Enviada em 27/06/2020

No livro “Capitães da Areia”, de Jorge Amado, é retratada a vida de meninos moradores de rua e suas lutas diárias pela sobrevivência. Tendo em vista o exposto, fora da ficção o cenário vivenciado pelos personagens é realidade para muitos brasileiros que estão em situação de rua. Logo, faz-se imperiosa a análise dessa conjuntura, com o intuito de mitigar os entraves para a consolidação dos direitos constitucionais.

Em primeiro lugar, a Constituição Brasileira, de 1988, garante o direito à moradia e dignidade da pessoa humana. Segundo Thomas Jefferson, o 3° presidente dos Estados Unidos, aplicação das leis é mais importante que sua elaboração. Nesse sentido, infere-se que o Brasil não tem aplicado suas leis de maneira eficaz, visto que segundo o Instituto de pesquisa econômica aplicada (Ipea) a população em situação de rua tem aumentado.

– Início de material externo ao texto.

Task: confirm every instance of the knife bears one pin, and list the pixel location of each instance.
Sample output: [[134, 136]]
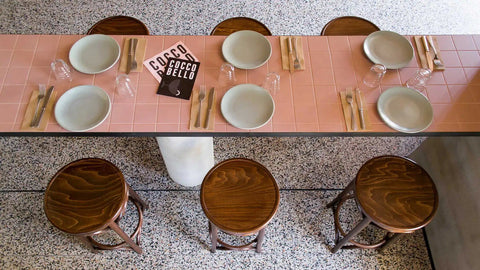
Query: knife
[[211, 96], [44, 106], [291, 57], [358, 98], [130, 55], [427, 53]]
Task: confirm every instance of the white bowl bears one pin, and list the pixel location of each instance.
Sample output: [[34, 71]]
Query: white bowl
[[247, 106], [94, 54], [246, 49], [82, 108]]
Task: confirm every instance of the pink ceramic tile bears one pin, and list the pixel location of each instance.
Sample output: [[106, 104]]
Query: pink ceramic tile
[[438, 94], [26, 42], [330, 114], [469, 58], [167, 127], [48, 43], [8, 113], [5, 57], [43, 58], [144, 128], [7, 42], [284, 112], [120, 127], [145, 114], [11, 93], [451, 59], [283, 127], [445, 43], [122, 113], [168, 113], [464, 43], [342, 59], [454, 76], [325, 94], [473, 75], [338, 43], [17, 75]]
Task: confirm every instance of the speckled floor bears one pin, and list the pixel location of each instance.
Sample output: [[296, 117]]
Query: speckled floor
[[310, 171]]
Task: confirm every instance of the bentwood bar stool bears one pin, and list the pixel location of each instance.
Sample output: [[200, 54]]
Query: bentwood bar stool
[[88, 196], [119, 25], [232, 25], [239, 197], [349, 26], [393, 193]]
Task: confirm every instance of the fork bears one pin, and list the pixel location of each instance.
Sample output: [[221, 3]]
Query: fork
[[349, 98], [201, 97], [41, 95], [296, 63]]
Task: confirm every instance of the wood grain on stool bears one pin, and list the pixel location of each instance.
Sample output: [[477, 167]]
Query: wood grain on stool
[[119, 25], [239, 196], [85, 196], [349, 26], [396, 194], [232, 25]]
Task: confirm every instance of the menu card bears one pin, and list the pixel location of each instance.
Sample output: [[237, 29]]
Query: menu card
[[156, 64], [178, 78]]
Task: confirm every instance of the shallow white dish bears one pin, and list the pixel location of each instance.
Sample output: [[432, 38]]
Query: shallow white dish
[[246, 49], [388, 48], [405, 109], [82, 108], [247, 106], [94, 54]]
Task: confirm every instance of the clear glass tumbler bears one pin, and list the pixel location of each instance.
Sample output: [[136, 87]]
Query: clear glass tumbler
[[419, 79], [374, 76], [272, 83], [124, 86], [61, 70]]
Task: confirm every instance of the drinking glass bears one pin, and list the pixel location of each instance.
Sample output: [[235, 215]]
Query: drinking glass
[[272, 83], [124, 86], [374, 76], [419, 79], [226, 76], [61, 70]]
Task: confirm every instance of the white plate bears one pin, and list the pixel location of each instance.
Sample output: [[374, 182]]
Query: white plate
[[94, 54], [247, 106], [82, 108], [246, 49], [388, 48], [405, 109]]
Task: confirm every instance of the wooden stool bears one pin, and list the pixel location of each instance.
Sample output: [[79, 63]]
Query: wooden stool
[[231, 25], [119, 25], [393, 193], [239, 197], [88, 196], [349, 26]]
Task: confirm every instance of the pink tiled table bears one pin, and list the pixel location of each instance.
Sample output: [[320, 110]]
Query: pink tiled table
[[307, 103]]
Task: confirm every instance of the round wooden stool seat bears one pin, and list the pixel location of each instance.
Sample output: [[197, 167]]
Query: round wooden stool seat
[[239, 197], [349, 26], [89, 195], [119, 25], [393, 193], [232, 25]]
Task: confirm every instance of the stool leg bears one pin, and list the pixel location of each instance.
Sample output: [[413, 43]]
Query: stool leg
[[125, 237], [342, 194], [213, 236], [360, 226], [260, 237]]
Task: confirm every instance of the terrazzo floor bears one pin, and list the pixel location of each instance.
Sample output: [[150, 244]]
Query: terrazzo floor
[[309, 171]]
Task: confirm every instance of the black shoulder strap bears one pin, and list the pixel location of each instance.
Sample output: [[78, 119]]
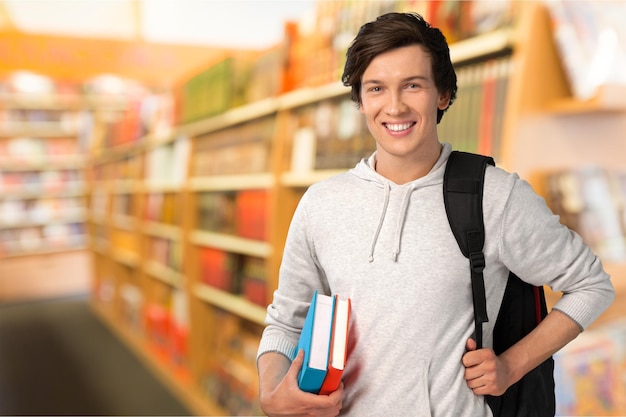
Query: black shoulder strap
[[463, 199]]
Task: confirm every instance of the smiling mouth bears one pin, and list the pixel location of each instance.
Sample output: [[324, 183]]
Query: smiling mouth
[[398, 127]]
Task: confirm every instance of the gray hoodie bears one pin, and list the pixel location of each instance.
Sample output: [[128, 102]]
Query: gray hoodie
[[390, 249]]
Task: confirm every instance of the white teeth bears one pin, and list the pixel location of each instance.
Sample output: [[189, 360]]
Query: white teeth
[[399, 127]]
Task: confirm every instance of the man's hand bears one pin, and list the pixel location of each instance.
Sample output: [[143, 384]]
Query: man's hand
[[485, 373], [287, 400]]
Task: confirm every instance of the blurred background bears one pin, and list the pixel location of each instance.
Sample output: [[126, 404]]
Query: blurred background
[[152, 153]]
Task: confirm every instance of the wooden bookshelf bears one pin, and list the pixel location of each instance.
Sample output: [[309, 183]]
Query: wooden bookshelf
[[43, 236], [129, 278]]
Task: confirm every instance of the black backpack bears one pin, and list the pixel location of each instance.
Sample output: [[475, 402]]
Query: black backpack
[[523, 305]]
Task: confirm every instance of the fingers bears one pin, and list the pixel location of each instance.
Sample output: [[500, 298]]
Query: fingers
[[296, 365], [470, 344]]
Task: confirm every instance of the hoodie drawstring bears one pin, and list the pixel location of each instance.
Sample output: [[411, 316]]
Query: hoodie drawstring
[[401, 219], [380, 221], [399, 225]]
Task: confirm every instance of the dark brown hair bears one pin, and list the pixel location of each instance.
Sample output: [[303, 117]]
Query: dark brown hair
[[395, 30]]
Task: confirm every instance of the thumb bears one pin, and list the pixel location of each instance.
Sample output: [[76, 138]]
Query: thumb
[[470, 344]]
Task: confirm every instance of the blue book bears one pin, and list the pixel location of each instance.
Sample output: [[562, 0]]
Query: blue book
[[315, 341]]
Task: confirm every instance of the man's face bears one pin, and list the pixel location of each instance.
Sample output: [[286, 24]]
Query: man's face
[[400, 100]]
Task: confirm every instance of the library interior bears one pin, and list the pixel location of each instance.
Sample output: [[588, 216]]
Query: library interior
[[180, 163]]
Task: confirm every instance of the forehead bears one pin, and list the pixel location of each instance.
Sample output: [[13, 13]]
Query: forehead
[[407, 61]]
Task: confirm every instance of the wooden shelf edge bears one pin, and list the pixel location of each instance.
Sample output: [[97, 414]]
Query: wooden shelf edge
[[231, 182], [304, 179], [608, 99], [164, 274], [483, 45], [231, 243], [232, 303], [187, 393]]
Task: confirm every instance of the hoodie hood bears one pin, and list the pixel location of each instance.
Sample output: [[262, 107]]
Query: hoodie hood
[[365, 171]]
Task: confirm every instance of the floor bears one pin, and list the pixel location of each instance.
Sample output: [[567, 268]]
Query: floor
[[58, 358]]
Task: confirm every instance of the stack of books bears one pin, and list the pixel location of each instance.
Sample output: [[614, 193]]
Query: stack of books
[[324, 340]]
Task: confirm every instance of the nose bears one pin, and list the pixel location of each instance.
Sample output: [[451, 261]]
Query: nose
[[395, 105]]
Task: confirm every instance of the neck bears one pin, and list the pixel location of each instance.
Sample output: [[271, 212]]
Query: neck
[[402, 170]]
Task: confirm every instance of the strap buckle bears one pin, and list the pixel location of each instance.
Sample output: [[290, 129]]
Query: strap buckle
[[477, 262]]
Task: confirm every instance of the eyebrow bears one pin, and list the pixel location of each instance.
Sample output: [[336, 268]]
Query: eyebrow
[[404, 80]]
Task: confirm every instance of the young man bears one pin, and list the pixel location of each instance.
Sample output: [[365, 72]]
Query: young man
[[379, 235]]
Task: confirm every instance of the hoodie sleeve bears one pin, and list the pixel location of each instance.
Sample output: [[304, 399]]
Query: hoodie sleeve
[[300, 275], [542, 251]]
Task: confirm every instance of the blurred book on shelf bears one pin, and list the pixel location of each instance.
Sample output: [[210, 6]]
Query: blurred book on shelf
[[592, 201], [591, 39]]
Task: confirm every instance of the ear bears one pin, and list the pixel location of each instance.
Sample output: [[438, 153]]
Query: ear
[[444, 100]]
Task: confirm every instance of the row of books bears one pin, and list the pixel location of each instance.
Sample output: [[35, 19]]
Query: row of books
[[231, 379], [124, 240], [53, 236], [124, 204], [313, 51], [168, 163], [163, 208], [592, 201], [62, 180], [36, 150], [164, 324], [590, 373], [234, 273], [17, 212], [166, 252], [331, 134], [242, 213], [243, 149], [591, 40], [324, 340], [474, 122]]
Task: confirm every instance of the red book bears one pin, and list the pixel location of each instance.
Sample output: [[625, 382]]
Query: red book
[[338, 346]]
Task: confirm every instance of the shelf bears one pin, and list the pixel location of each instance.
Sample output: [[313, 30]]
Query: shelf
[[231, 117], [305, 179], [232, 303], [231, 182], [51, 101], [37, 129], [126, 257], [51, 249], [231, 243], [164, 274], [27, 192], [44, 163], [608, 99], [150, 186], [163, 230], [125, 222], [62, 219], [483, 45], [126, 186], [187, 391]]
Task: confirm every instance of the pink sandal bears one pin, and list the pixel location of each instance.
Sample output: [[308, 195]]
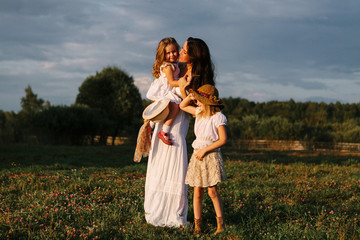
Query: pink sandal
[[164, 137]]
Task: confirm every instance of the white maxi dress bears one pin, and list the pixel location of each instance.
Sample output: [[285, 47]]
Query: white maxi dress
[[165, 190]]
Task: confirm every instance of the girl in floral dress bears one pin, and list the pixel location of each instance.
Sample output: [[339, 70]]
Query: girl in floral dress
[[206, 168], [166, 72]]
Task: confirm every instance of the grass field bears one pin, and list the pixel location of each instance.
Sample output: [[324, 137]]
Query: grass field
[[50, 192]]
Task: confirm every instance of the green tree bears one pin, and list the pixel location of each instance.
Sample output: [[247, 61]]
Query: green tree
[[113, 93]]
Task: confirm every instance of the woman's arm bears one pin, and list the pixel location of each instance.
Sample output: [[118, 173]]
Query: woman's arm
[[183, 83], [185, 105], [219, 143], [170, 76]]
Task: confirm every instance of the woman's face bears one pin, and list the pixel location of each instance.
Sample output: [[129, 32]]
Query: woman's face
[[184, 56]]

Ademais, o aumento da população de rua também pode ser associado a banalização dessa conjuntura. Outrossim, Adolfo Vázquez, um filosofo espanhol, afirmava que o aumento da frequência de um determinado acontecimento ocasionaria, erroneamente, sua naturalização. Destarte, um fenômeno patológico como a existência de uma grande população sem teto, passe a ser tratado com normalidade e indiferença.

Enfim, infere-se que ainda há entraves para garantir a solidificação de políticas que visem a construção de um mundo melhor. Dessa maneira, urge que a Secretária Nacional de Assistência Social — com o auxílio dos poderes Executivo, judiciário e legislativo — crie campanhas, divulgadas na mídia nacional, com o intuito de expor a miséria das pessoas que moram na rua e de reivindicar que o amparo garantido pela Constituição Federal seja oferecido a essa parcela mais vulnerável da população.